I'm testing build of alsa-lib now and I have two questions:
- the final so version seems to be libasound.so.2.0.0 for both 1.0.27
and 1.0.28. I'm not sure how important it is, but shouldn't this be increased to 2.0.1 or 2.1.0 to reflect code changes?
I think that we had some discussion about this and we use different system to identify new libraries:
1) there is snd_asoundlib_version() function 2) the packaging system identifies the exact used library version 3) we use deprecated linker warning for obsolete symbols 4) only "current" libtool version number will be changed when the library is not backwards compatible, otherwise all symbols must be present and compatible
Basically, we haven't found the current:revision:age numbering useable for our rules and as the libtool documentation states, it should not reflect the release number at all.
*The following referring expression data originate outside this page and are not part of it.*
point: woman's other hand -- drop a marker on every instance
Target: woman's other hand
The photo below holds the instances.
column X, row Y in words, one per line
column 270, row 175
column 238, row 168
Even if the age is increased, nobody will have/known a correlation between the package release version and the library version. It means - we would update a number for nothing in this case.
Eventually (contradicting to the paragraphs above) the age might reflect the release number in form like:
1.0.28.3 -> 2:0:283
Future alsa-lib numbering:
2.33.5 -> 3:0:335 or 2:1:335 (if the library is backward compatible)
And this makes the question, if the version of packages should be increased to 2.0.0 in next release to lower the last number :-)
- This probably is not a new issue, but I was wondering about all the
extra files created in configure.ac, e g ctl_symbols_list.c. Are they ever cleaned by some "clean", "maintainerclean" or similar rule?
Nobody has required this. Patches are welcome. I'm using the 'git archive' to obtain the sources without these extra files for the packaging purposes and 'make dist'.